Попов был видным лицом в департаменте, считался в недалеком будущем кандидатом в генералы, и не было еще случая, чтобы барон Корф не согласился с его представлением. Вот только столкновение с Шаховским из-за Воскресенского. Но и то через полгода топографу было возвращено унтер-офицерское звание.
И все-таки Серяков очень волновался. То ему представлялось, как, может, через неделю будет рисовать в каком-то большом, светлом зале Академии художеств, то вдруг приходила уверенность, что барон найдет его желание дерзким и отнимет даже те льготы, что дал своей властью Попов.
Наутро он сидел на своем месте, тревожась куда больше, чем в памятный день перевода из писарей в топографы. Пробило одиннадцать — время, когда полковник возвращался с доклада.
— Серяков! Зайдите ко мне! — крикнул Попов из коридора.
Плохо! Если бы все прошло гладко, то, уж наверное, полковник тотчас, в чертежной, огласил бы приятную новость. Лаврентий одернул мундир и рысью перебежал коридор.
Попов сидел за письменным столом, лицо его было красно и расстроенно.
— Куда там! — сказал он на вопросительный взгляд Серякова. — И слышать не хочет! Думаю, не иначе, как князь Шаховской ему раньше меня по-своему доложил… Начал с насмешек: «Этак вы своих топографов в лицеи да в университеты определять начнете! У вас не унтера, а все поэты да художники!» А потом уж просто бог знает что наговорил.
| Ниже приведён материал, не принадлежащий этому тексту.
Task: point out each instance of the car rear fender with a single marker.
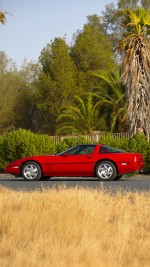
(29, 161)
(105, 159)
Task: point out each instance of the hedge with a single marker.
(22, 143)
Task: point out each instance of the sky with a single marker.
(34, 23)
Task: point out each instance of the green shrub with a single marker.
(3, 163)
(22, 143)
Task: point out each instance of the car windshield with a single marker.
(107, 149)
(79, 150)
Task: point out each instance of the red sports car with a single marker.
(101, 161)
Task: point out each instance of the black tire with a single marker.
(31, 171)
(106, 171)
(118, 177)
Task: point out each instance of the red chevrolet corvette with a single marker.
(101, 161)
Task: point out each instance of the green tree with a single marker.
(92, 50)
(112, 18)
(2, 16)
(113, 102)
(88, 47)
(57, 81)
(82, 117)
(8, 91)
(135, 47)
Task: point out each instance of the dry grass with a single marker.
(74, 228)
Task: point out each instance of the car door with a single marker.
(78, 164)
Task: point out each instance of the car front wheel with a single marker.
(106, 171)
(31, 171)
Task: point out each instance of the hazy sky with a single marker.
(35, 22)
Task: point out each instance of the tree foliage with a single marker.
(82, 117)
(136, 68)
(113, 103)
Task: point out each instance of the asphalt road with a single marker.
(138, 183)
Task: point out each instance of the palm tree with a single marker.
(82, 117)
(113, 103)
(135, 47)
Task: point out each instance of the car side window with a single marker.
(87, 150)
(82, 150)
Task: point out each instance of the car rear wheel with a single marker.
(106, 171)
(31, 171)
(118, 177)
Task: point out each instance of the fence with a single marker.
(90, 137)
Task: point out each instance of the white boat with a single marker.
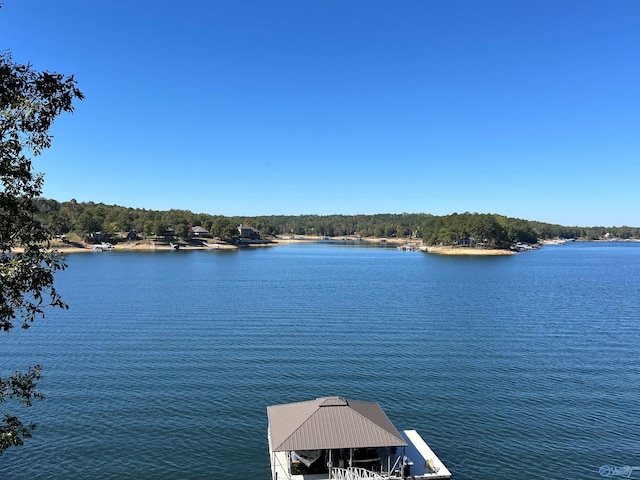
(103, 247)
(332, 438)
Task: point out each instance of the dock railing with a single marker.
(355, 473)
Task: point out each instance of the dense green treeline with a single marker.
(457, 228)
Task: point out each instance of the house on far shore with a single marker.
(248, 233)
(132, 235)
(199, 232)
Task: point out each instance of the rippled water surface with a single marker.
(510, 367)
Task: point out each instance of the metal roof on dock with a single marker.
(330, 423)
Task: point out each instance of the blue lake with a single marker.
(525, 366)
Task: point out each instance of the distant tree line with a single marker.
(458, 228)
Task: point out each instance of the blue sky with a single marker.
(526, 108)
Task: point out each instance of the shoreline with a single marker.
(467, 251)
(153, 246)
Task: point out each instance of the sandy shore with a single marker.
(154, 246)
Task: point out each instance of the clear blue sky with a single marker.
(526, 108)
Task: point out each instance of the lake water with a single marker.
(515, 367)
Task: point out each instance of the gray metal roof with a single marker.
(328, 423)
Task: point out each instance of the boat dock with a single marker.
(422, 461)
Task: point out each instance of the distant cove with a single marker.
(509, 366)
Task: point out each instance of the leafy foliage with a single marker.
(29, 103)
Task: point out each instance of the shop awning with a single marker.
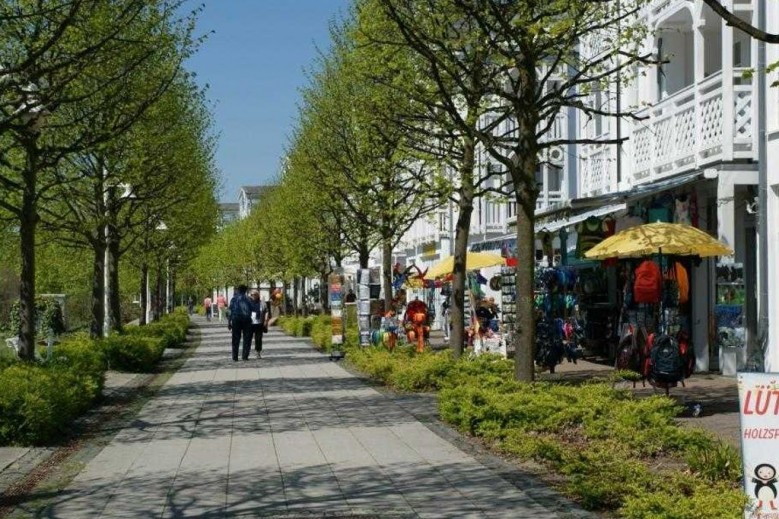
(556, 225)
(579, 209)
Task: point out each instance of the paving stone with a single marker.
(289, 435)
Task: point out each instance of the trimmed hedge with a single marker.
(136, 354)
(616, 452)
(319, 328)
(38, 401)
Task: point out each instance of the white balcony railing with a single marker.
(689, 130)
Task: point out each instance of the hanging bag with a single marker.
(683, 282)
(647, 284)
(666, 360)
(628, 354)
(670, 288)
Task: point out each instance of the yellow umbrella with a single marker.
(473, 261)
(673, 239)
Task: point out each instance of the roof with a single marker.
(587, 205)
(255, 192)
(226, 207)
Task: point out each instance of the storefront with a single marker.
(717, 311)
И записку мою не дочитал, в корзинку бросил… Жаль, но сейчас, видно, ничего не поделаешь… Подождем, подумаем…
Не успел еще взволнованный Лаврентий дойти до своего места в чертежной, как в дверь заглянул рассыльный солдат:
— Топографа Серякова к его высокопревосходительству! Живо!
Лаврентий почувствовал, как кровь отливает от лица. Вот оно! Хорошо Кукольнику говорить: начальство похвалит…
Кто-то из товарищей подал ему каску, другой застегнул портупею, третий почистил мундир.
Уже вполне владея собой, но с сильно бьющимся сердцем вошел он в полутемную прихожую аракчеевского дома. И сразу сквозь раскрытые двери увидел барона Корфа. Одетый в полную парадную форму, с орденами, звездами и красной лентой через плечо, видно совсем готовый ехать к высшему начальству, старый генерал нетерпеливо прохаживался по блестящему паркету. На стене за ним висел большой, в рост, портрет Аракчеева.
Ступив за порог, Лаврентий выкатил грудь, твердо и четко, с коротким звоном шпор приставил ногу и замер. Барон остановился и посмотрел на него. Лицо старика залилось бурым румянцем, крашеные усы торчали, как деревянные.
— А ну, подойди-ка ты сюда, академик! — грозно позвал он.
Серяков сделал несколько шагов и снова замер в предельной строевой неподвижности. Генерал расставил ноги и заложил за спину сжатые кулаки в белых перчатках.